Катя хорошо знала мужа. Быстро взглянув на Левушку, она матерински притянула его к своей полной груди, спросила ласково, что приключилось. Но он отстранился, хрипло рассмеялся:

– Дурацкая мания! Вечная русская мания шпионства. Потом, Катенька, после, я разбит.

Она принесла стакан козьего молока. Вечерами Левушка пил козье молоко.

– Завтра опять гость, – вздохнула Катя.

– Ну кто еще? – подосадовал Тихомиров, старательно опоражнивая стакан.

6

Дегаев с завистью приглядывался к пансионам, дачам, верандам, черепичным кровлям. Дегаеву вспомнились почему-то деревянные резные игрушки, деревянный, пестро раскрашенный домик, купленный отцом на Сухаревке. И как они с Володей устраивали котенка на житье в том домике, и как с котенком стряслась какая-то напасть, ослеп котенок, что ли, а может, еще что. Дегаев думал, что вот бы и ему со своим Белышом, Любинькой своей, прикорнуть в каком-нибудь здешнем шале, и все, что осталось в России, сама Россия представилась Дегаеву косматым, сумрачным, тоскливым.

Он уже нашел дачу Тихомировых, уже видел балкон, черепичную крышу, сад, уже стоял у высокой, выше его роста, калитки, над медной ручкой которой изящным полукружьем значилось по-французски: «Прошу повернуть», и, уже поворачивая эту ручку, вдруг, как вчера в купе, ощутил близость опасности, страх пред чем-то сокрушительным. Он помешкал, хмурясь и раздумывая, потом отворил калитку и пошел через сад к крыльцу.

Тихомиров обнял Дегаева, они трижды громко чмокнулись. Катерина Дмитриевна, улыбаясь, вывела малыша, Дегаев присел на корточки, посюсюкал и пощелкал пальцами. Сергея Петровича потащили к столу. Сергей Петрович заверял, что плотно завтракал в Женеве, его не слушали. Словом, все с первой минуты определилось хорошей домашностью.

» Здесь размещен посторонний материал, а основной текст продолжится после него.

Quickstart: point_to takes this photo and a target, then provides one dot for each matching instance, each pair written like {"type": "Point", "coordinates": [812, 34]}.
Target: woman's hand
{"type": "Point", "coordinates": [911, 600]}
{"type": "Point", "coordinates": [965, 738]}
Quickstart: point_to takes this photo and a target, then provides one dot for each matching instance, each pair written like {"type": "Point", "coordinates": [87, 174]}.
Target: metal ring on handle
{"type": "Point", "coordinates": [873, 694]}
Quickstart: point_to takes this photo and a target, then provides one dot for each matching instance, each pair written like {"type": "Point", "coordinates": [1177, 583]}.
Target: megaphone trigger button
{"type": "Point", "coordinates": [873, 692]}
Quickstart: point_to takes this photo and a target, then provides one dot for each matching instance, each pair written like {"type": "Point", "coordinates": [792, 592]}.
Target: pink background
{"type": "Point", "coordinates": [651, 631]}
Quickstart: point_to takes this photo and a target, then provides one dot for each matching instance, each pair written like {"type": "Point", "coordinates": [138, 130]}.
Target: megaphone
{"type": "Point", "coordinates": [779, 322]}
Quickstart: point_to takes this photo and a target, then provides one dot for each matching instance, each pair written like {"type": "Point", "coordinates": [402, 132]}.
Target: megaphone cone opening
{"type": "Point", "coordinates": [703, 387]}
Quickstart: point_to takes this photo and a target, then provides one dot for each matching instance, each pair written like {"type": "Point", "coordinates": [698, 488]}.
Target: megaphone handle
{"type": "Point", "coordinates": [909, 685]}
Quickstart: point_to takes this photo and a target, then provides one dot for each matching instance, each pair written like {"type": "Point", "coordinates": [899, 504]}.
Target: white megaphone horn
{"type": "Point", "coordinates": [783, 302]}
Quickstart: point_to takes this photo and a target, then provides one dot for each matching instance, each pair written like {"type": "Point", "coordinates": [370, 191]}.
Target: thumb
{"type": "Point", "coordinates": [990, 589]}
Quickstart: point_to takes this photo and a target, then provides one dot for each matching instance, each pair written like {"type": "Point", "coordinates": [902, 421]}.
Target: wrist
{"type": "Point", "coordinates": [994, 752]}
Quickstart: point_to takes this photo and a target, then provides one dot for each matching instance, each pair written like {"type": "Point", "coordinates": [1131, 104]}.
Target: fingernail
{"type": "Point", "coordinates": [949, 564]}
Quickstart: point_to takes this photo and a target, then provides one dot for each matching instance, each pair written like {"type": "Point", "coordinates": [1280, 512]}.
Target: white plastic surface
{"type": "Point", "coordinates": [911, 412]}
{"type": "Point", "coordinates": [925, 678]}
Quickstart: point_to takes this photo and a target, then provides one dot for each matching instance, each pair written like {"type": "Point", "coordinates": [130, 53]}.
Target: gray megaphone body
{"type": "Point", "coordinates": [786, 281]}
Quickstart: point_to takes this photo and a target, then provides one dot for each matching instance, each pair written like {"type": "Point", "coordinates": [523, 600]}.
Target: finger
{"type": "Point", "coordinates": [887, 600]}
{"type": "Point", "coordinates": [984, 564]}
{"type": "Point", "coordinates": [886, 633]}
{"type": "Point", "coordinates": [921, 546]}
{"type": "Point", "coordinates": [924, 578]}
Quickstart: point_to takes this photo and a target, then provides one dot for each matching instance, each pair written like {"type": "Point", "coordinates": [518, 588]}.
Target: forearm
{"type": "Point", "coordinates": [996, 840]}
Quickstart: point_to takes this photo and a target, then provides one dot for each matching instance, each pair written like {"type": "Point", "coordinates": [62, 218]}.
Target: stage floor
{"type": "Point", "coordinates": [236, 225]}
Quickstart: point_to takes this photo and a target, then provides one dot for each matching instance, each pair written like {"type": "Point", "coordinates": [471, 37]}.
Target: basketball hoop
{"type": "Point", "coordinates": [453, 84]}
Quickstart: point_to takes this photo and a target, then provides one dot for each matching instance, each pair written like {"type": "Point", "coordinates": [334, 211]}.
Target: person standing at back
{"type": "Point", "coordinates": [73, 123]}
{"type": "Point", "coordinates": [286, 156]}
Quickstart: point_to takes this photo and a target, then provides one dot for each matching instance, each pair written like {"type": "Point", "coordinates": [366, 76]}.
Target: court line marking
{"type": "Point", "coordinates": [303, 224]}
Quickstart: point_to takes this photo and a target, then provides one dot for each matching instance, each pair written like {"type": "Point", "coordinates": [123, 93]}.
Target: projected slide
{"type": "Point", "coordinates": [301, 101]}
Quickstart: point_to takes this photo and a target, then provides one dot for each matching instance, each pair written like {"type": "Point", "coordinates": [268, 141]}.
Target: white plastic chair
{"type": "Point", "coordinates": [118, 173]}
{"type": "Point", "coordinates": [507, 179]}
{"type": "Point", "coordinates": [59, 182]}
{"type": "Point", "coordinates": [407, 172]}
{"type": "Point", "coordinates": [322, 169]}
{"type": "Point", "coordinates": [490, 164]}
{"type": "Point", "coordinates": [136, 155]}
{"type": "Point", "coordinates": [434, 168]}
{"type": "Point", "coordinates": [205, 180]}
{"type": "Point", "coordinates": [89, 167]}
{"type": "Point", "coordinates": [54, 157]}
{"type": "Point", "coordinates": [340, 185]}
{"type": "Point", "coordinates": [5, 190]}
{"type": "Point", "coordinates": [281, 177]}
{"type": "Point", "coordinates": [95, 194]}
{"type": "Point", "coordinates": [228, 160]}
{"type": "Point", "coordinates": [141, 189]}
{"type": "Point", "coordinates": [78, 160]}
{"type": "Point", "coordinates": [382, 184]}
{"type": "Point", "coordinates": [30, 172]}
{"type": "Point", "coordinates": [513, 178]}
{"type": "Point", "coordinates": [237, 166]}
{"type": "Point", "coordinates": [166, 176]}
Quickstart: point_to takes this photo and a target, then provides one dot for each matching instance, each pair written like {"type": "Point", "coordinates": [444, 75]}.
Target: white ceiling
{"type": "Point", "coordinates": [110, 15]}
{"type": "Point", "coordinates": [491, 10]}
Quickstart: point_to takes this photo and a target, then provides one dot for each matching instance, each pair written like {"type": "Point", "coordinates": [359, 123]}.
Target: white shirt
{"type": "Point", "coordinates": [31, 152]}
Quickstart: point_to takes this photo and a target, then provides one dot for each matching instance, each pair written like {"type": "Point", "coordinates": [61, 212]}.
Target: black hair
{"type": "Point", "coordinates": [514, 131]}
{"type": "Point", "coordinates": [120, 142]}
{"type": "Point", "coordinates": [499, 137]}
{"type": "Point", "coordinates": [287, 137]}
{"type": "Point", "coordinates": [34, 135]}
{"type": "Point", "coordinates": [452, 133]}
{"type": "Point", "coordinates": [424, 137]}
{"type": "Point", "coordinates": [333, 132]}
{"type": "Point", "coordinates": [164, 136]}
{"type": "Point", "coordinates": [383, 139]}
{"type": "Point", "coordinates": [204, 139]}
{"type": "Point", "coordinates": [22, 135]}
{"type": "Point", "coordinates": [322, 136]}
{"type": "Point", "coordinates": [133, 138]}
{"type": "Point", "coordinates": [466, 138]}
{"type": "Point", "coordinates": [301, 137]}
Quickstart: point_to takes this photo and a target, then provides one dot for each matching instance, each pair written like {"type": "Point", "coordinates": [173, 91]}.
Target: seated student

Да и как иначе, если Лев Александрович остался таким, каким был в России: милым, без тени генеральства.

И покурили они с Тихомировым, неспешно, мирно покурили, словно бы отодвигая серьезный разговор, но не из какой-то опаски иль скованности, а потому, что все еще радовались нежданному, вовсе и не предполагавшемуся загодя дружелюбию своей встречи.

В двух шагах от шале начинался лес. Тоже очень аккуратный, как все вокруг, без валежин, с дорожками, похожими на парковые аллеи. Прогулочный, «гигиенический» лес, каковой и должен соседствовать с «климатическими лечебными станциями» вроде Морнэ.

Дегаев оставил щегольскую трость, пиджак сменил на тихомировскую полотняную куртку, и они посмеялись, что куртка пришлась совершенно впору.

В лесу, на дорожке, среди рваных солнечных бликов опять холодно скользнуло но душе Сергея Петровича хмурое видение отечественного хаоса, и опять с завистью подумалось ему о приветных уголках, защищенных от северных ветров.

Тихомиров шел рядом, брал Дегаева под руку, выспрашивал о России, о партийных делах, о том, «кто чем дышит», и надо было отвечать, рассказывать, и отвечать подробно, ибо то, что ему, Дегаеву, казалось мелочью, видимо, очень интересовало Льва Александровича.

Дегаев удивлялся памятливости своего спутника, однако в беседе их все время что-то беспокоило Сергея Петровича, тревожило и беспокоило, и он думал, что Тихомиров нарочито не задевает чего-то очень важного, но что, что же именно, Дегаев никак уловить не мог.